We also applied the original and TB versions of all tests to an example dataset explored by Tung and Jammalamadaka (2013). This consists of the directions taken by 13 released homing pigeons. The values are 20, 135, 145, 165, 170, 200, 300, 325, 335, 350, 350, 350 and 355 degrees from North. It appears these values have been rounded to the nearest 5 degrees. Further, by inspection, it looks like the data might be bimodally distributed, with values clustering around either North (0 or 360 degrees) or South (180 degrees).

## Results

All six standard tests provided good control of type I error rate across all sample sizes explored when data were continuously distributed (Fig. 1a). The six TB tests produced type I error rates close to the nominal 5% level for the three smallest sample sizes (5, 10 and 15) but for higher samples of continuous data type I error rates were lower than expected for these tests. This effect occurs because these TB test versions all assume 36 bins even for continuous data, and therefore they are ‘correcting’ for bins where none exist. Of these, the HR test was the best behaved, producing values tolerably close to 5% for sample sizes of 25 and 50.

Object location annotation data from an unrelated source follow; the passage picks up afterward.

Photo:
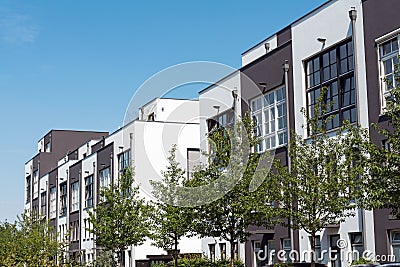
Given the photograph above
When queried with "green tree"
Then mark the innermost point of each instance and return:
(232, 164)
(122, 217)
(170, 221)
(385, 161)
(29, 242)
(324, 182)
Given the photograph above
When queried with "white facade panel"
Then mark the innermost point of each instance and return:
(331, 22)
(215, 100)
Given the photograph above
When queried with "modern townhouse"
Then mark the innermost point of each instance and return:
(349, 46)
(89, 161)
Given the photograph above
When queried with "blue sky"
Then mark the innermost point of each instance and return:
(76, 64)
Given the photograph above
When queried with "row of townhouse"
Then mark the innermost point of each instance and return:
(64, 179)
(349, 46)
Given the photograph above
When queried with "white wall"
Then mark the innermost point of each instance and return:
(43, 189)
(216, 241)
(172, 110)
(89, 167)
(259, 50)
(28, 171)
(332, 22)
(217, 95)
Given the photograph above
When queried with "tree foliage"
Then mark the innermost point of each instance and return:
(29, 242)
(232, 164)
(323, 184)
(385, 161)
(122, 217)
(170, 221)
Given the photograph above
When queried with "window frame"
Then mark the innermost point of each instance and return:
(383, 88)
(35, 184)
(28, 180)
(63, 199)
(124, 160)
(343, 111)
(394, 243)
(75, 199)
(43, 203)
(268, 105)
(53, 203)
(89, 191)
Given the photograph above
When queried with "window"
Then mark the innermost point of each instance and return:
(269, 113)
(222, 248)
(257, 253)
(236, 250)
(333, 69)
(211, 248)
(63, 199)
(287, 247)
(104, 178)
(124, 160)
(28, 189)
(395, 243)
(89, 191)
(43, 204)
(335, 251)
(52, 203)
(357, 245)
(388, 59)
(151, 117)
(35, 184)
(75, 197)
(318, 249)
(74, 228)
(47, 147)
(271, 252)
(225, 119)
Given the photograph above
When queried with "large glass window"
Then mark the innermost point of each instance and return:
(43, 204)
(63, 199)
(89, 191)
(28, 189)
(269, 113)
(53, 203)
(334, 70)
(75, 196)
(124, 160)
(105, 178)
(389, 58)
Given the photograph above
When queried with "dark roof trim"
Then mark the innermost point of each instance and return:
(218, 82)
(266, 55)
(290, 25)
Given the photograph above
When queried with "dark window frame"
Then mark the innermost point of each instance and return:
(341, 86)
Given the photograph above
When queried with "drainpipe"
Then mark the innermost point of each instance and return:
(286, 70)
(353, 18)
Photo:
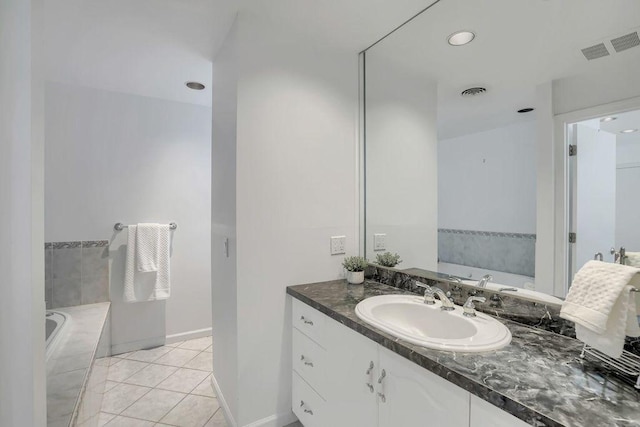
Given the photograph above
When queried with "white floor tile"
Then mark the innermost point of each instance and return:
(203, 362)
(151, 375)
(192, 411)
(197, 344)
(177, 357)
(154, 405)
(121, 421)
(124, 369)
(149, 355)
(121, 397)
(217, 420)
(205, 388)
(183, 380)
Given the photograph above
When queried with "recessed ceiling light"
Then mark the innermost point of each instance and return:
(195, 85)
(461, 38)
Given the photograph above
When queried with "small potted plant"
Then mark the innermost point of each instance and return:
(355, 266)
(388, 259)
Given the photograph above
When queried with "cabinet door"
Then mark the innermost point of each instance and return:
(351, 370)
(484, 414)
(416, 397)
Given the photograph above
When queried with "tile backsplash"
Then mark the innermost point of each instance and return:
(509, 252)
(76, 273)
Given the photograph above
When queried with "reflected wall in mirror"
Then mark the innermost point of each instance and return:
(461, 175)
(607, 206)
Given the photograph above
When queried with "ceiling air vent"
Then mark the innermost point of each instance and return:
(595, 51)
(626, 42)
(473, 91)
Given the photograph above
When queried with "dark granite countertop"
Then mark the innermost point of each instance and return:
(539, 377)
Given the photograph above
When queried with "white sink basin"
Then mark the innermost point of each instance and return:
(409, 318)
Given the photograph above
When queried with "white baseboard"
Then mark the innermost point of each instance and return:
(223, 403)
(126, 347)
(158, 341)
(189, 335)
(276, 420)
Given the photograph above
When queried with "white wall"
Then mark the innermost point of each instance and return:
(401, 162)
(22, 366)
(296, 187)
(113, 157)
(487, 180)
(223, 223)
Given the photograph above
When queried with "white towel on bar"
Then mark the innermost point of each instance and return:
(148, 285)
(602, 306)
(149, 240)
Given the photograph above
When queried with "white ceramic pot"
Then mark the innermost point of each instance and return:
(355, 277)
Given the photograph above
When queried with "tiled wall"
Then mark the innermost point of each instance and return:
(508, 252)
(76, 273)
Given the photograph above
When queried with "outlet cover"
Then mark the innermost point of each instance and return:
(338, 244)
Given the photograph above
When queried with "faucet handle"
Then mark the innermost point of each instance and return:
(428, 293)
(469, 308)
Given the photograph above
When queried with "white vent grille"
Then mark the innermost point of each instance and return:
(595, 51)
(473, 91)
(626, 42)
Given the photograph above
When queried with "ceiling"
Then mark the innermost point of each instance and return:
(519, 44)
(152, 47)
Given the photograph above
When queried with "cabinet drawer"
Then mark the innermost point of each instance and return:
(309, 361)
(309, 321)
(308, 406)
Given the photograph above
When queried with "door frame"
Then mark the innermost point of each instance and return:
(561, 123)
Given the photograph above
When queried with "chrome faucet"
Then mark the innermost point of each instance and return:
(434, 291)
(482, 283)
(428, 294)
(469, 309)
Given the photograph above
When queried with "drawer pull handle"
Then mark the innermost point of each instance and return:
(302, 358)
(382, 375)
(307, 411)
(370, 368)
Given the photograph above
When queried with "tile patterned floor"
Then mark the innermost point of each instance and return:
(164, 386)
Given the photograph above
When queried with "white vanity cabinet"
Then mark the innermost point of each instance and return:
(341, 378)
(484, 414)
(418, 397)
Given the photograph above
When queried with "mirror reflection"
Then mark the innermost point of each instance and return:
(464, 110)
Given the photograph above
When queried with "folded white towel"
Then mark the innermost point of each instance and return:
(153, 285)
(148, 247)
(602, 306)
(633, 259)
(621, 323)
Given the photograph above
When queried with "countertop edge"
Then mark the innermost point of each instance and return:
(506, 404)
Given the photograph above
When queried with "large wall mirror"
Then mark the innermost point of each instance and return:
(470, 109)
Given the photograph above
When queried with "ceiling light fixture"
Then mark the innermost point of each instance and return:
(195, 85)
(460, 38)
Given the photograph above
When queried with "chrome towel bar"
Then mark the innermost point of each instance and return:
(120, 226)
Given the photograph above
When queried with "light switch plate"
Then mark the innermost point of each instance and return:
(338, 244)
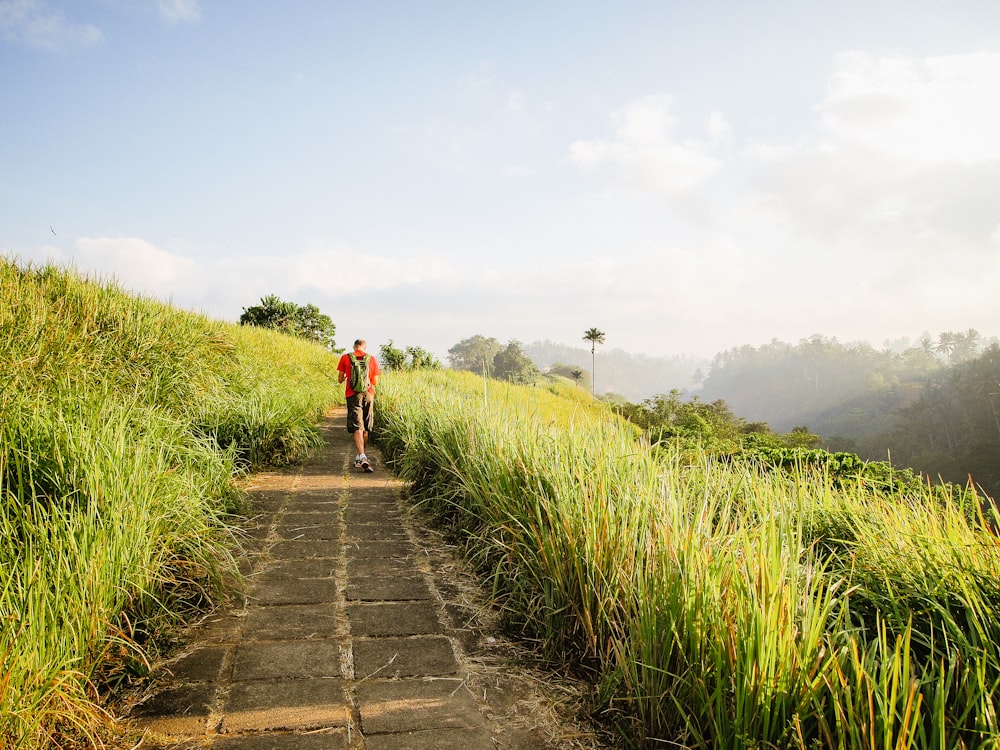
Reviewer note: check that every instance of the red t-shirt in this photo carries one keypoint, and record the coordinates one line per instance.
(344, 366)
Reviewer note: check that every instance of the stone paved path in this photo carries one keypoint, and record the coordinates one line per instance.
(341, 642)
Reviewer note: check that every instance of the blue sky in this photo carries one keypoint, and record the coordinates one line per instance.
(685, 176)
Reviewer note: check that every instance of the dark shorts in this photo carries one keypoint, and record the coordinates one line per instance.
(360, 411)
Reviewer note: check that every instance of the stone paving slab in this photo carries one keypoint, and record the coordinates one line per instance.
(335, 740)
(304, 548)
(287, 704)
(375, 587)
(308, 531)
(393, 706)
(182, 710)
(295, 591)
(298, 569)
(393, 618)
(286, 659)
(432, 739)
(201, 665)
(420, 656)
(385, 549)
(340, 642)
(291, 622)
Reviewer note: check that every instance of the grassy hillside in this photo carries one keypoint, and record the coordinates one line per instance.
(716, 603)
(123, 423)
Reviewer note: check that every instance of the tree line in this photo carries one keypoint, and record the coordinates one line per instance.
(933, 407)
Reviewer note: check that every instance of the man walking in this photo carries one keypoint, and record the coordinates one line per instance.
(360, 371)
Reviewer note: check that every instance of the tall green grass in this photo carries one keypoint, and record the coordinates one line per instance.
(123, 424)
(715, 603)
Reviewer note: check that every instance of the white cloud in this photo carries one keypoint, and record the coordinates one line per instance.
(645, 156)
(903, 168)
(938, 109)
(33, 23)
(179, 11)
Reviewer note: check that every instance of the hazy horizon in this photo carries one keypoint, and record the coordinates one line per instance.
(685, 177)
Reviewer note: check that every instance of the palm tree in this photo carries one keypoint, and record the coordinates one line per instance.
(595, 336)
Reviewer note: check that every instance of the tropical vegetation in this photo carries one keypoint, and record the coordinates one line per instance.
(715, 598)
(124, 425)
(305, 321)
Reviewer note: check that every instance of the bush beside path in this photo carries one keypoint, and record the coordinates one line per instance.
(354, 632)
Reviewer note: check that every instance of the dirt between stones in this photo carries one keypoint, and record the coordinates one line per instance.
(359, 628)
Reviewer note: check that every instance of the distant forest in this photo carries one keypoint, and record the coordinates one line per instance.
(933, 407)
(632, 376)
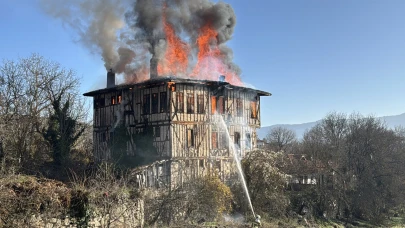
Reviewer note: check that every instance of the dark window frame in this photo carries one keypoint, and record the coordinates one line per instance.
(200, 104)
(253, 110)
(163, 102)
(214, 140)
(146, 104)
(190, 103)
(180, 102)
(239, 107)
(155, 103)
(190, 138)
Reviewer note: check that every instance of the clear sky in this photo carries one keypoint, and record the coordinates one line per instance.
(314, 56)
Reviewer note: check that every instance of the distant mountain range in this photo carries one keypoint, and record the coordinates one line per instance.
(299, 129)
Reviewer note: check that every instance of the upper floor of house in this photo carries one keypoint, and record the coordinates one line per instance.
(176, 100)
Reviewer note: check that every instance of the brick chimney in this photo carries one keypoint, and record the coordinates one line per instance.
(110, 79)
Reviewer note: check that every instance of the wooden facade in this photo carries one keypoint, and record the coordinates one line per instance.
(173, 127)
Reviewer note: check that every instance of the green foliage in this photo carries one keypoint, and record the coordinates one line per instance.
(202, 199)
(266, 182)
(63, 130)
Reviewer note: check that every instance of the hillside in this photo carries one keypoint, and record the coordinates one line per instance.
(299, 129)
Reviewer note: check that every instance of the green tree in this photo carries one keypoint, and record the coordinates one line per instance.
(63, 130)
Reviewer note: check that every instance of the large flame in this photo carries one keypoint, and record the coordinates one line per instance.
(210, 59)
(175, 60)
(210, 62)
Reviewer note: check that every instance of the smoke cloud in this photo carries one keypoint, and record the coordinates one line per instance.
(131, 38)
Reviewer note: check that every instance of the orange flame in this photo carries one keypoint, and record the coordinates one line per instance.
(210, 60)
(175, 61)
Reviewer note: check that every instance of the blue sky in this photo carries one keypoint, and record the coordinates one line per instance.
(314, 56)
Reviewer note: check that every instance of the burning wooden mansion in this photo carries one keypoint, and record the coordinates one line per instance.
(175, 129)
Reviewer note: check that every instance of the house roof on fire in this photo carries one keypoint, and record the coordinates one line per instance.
(161, 80)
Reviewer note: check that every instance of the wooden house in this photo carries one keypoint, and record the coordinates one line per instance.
(173, 128)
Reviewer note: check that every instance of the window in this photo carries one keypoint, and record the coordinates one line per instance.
(239, 107)
(156, 131)
(146, 104)
(253, 109)
(214, 139)
(190, 103)
(236, 139)
(190, 138)
(180, 102)
(99, 102)
(200, 104)
(221, 105)
(213, 104)
(155, 103)
(224, 140)
(248, 143)
(163, 102)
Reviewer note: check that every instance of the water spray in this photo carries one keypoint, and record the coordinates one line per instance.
(238, 165)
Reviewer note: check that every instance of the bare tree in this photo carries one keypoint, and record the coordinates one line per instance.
(281, 138)
(28, 88)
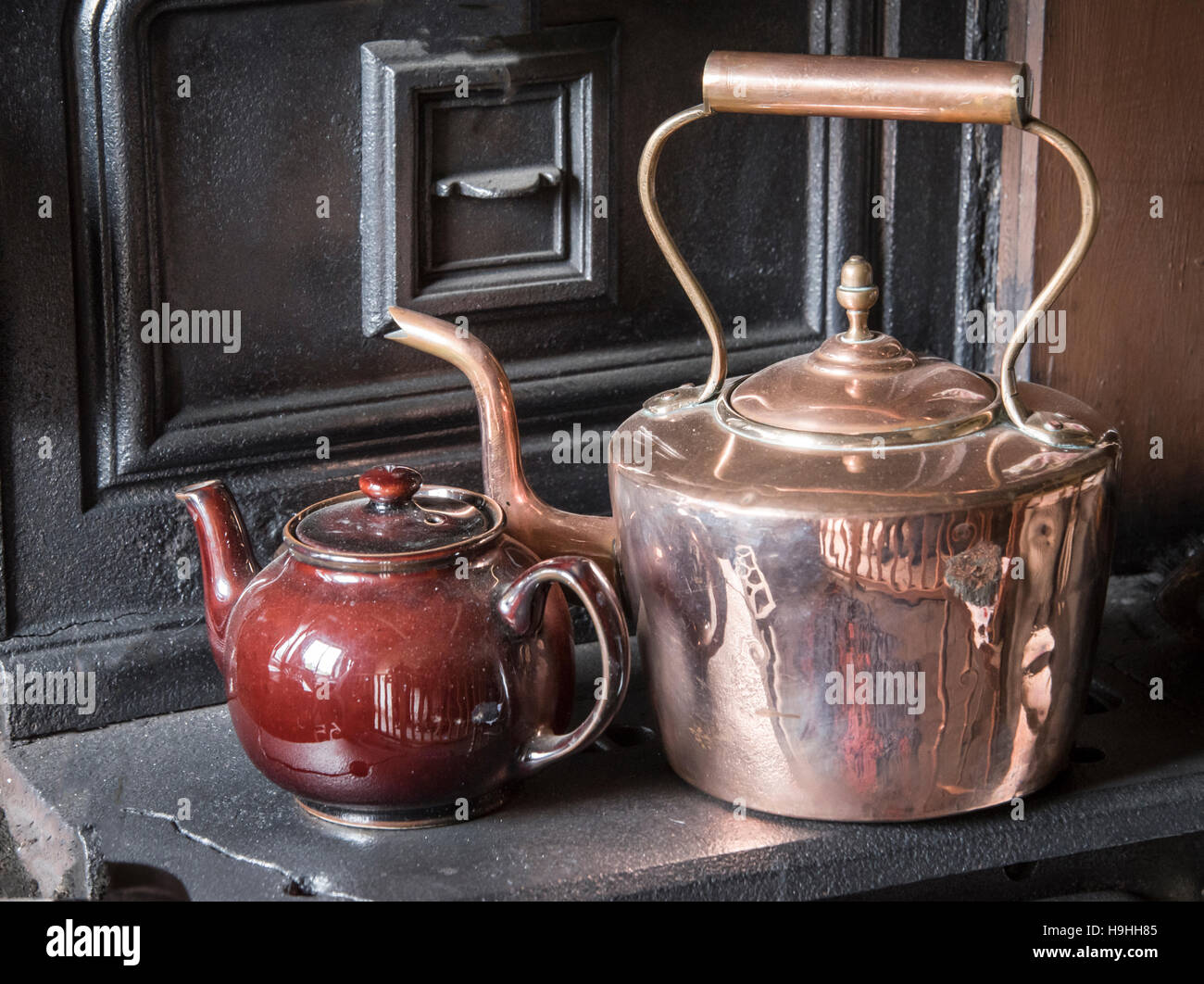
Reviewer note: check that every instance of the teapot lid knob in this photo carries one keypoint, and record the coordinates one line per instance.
(856, 296)
(389, 486)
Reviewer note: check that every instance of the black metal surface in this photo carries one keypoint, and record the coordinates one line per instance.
(211, 203)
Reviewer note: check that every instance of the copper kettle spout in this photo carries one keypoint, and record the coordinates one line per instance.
(227, 561)
(545, 529)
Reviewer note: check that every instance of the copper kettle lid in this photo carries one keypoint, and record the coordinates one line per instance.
(393, 521)
(859, 388)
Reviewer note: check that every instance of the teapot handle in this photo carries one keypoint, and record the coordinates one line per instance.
(518, 609)
(873, 88)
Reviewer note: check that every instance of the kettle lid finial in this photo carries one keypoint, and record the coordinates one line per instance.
(856, 296)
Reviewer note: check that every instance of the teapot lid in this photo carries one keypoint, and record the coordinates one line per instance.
(393, 521)
(859, 389)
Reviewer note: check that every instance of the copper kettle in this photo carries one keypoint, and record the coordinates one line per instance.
(867, 585)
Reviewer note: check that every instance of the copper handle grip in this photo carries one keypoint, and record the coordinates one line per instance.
(875, 88)
(939, 91)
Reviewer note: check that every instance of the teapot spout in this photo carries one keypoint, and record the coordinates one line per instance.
(227, 561)
(545, 529)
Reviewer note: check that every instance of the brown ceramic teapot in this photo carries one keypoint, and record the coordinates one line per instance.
(867, 583)
(402, 662)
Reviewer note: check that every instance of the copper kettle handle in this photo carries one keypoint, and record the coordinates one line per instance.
(872, 88)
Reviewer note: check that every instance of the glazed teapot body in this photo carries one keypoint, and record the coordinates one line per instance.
(400, 689)
(867, 585)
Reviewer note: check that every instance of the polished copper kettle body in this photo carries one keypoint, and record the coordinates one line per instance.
(402, 660)
(867, 583)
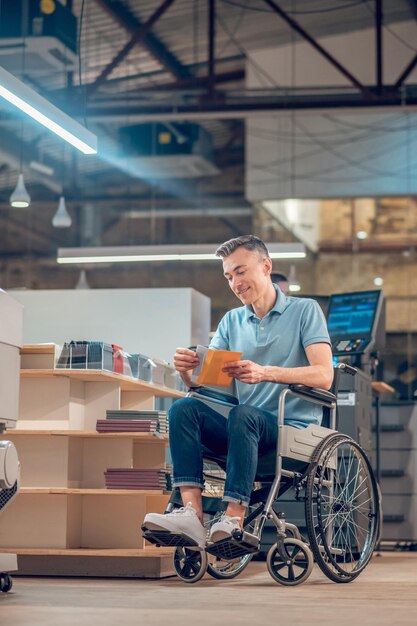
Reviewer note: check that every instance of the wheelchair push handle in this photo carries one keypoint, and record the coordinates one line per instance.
(349, 369)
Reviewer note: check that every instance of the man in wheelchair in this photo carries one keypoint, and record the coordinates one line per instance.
(285, 342)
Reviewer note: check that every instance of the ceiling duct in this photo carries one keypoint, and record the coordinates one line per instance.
(48, 39)
(160, 150)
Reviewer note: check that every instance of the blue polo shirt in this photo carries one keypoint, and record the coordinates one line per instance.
(280, 339)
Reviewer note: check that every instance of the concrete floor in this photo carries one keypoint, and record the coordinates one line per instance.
(385, 594)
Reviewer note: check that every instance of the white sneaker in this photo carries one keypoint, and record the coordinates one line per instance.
(183, 520)
(224, 527)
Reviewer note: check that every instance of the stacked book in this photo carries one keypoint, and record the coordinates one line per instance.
(139, 417)
(143, 479)
(126, 426)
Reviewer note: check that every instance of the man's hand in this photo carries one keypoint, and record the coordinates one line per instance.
(185, 360)
(245, 371)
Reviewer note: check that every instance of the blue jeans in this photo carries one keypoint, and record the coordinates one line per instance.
(195, 427)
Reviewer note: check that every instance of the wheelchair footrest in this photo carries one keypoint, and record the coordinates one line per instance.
(167, 539)
(236, 546)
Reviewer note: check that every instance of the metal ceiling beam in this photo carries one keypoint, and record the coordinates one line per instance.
(10, 151)
(211, 46)
(247, 106)
(305, 35)
(378, 42)
(407, 71)
(196, 82)
(138, 36)
(128, 20)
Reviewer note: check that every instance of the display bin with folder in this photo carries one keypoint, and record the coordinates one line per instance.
(158, 371)
(141, 366)
(86, 355)
(170, 377)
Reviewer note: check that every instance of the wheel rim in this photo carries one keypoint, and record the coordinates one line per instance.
(188, 563)
(293, 569)
(344, 509)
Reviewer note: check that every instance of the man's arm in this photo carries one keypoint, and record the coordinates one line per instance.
(319, 372)
(185, 361)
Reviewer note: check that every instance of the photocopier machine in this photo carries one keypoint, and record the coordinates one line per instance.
(356, 324)
(11, 322)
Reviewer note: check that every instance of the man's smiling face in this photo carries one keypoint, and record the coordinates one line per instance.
(248, 274)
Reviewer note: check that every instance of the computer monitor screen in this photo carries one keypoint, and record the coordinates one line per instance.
(352, 314)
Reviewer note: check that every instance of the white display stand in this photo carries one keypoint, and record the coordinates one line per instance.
(151, 321)
(64, 521)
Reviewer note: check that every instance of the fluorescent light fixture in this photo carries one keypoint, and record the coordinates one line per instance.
(41, 168)
(294, 285)
(30, 102)
(361, 234)
(20, 199)
(185, 252)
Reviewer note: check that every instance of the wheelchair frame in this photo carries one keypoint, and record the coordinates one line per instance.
(288, 552)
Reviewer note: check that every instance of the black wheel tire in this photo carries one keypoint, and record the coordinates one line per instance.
(337, 574)
(297, 550)
(6, 582)
(190, 564)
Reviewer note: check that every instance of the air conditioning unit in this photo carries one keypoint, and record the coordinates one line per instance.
(45, 31)
(168, 150)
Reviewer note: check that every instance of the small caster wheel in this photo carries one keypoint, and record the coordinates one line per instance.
(294, 569)
(190, 564)
(6, 582)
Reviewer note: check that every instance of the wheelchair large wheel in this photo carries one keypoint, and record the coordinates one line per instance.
(342, 508)
(190, 564)
(295, 568)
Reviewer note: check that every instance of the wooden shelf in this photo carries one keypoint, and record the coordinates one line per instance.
(62, 455)
(38, 348)
(57, 491)
(149, 562)
(141, 552)
(87, 434)
(100, 376)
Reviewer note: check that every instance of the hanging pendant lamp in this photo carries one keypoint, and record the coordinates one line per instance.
(20, 199)
(61, 219)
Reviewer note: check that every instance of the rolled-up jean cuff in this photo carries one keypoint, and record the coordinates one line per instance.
(235, 497)
(188, 482)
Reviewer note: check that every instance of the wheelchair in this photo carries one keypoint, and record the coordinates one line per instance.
(325, 469)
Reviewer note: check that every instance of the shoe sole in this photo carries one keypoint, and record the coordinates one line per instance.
(219, 535)
(169, 537)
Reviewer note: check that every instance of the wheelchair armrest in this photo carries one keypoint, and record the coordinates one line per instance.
(321, 395)
(215, 394)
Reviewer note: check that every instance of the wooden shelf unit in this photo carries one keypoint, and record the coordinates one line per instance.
(64, 515)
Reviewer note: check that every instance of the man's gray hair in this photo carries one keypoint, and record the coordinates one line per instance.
(249, 242)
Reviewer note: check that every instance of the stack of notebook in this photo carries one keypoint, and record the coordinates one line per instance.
(160, 417)
(143, 479)
(126, 426)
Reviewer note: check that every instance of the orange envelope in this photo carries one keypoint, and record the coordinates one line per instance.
(212, 373)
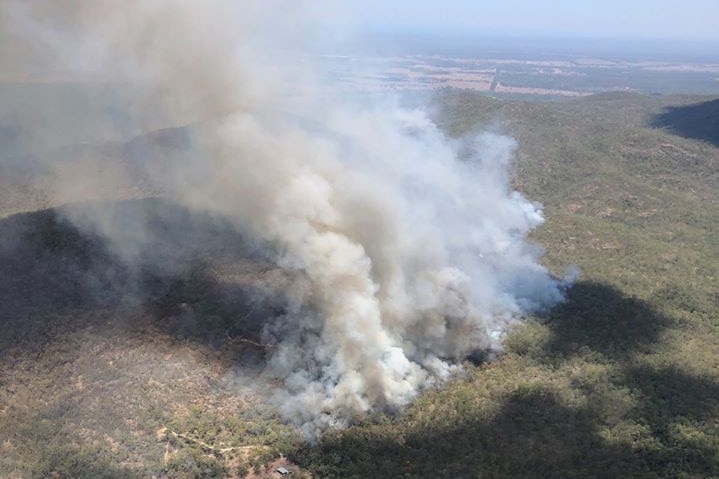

Behaviour was quite different when the original data was grouped (Fig. 1b). Now the six TB tests produced good control of type I error rates across all sample sizes. The standard Rao and Gini tests, however, had type I error rates close to the nominal level only for the three lowest sample sizes considered. After that they rose steeply, being close to twice the expected level for *n* = 25 and rising above 50% for *n* = 50. The type I error rate also climbed with sample size for the other standard tests with the notable exceptions of the Rayleigh and chi-squared tests. Indeed, the standard version of the Rayleigh test and the chi-squared test retains good control of type I error rate for all sample sizes considered. The underlying issue for most standard tests is that rounding can produce identical values, something that occurs with an increasing probability as sample size increases. Such identical values are treated by these tests as highly unlikely under the null hypothesis of uniformity.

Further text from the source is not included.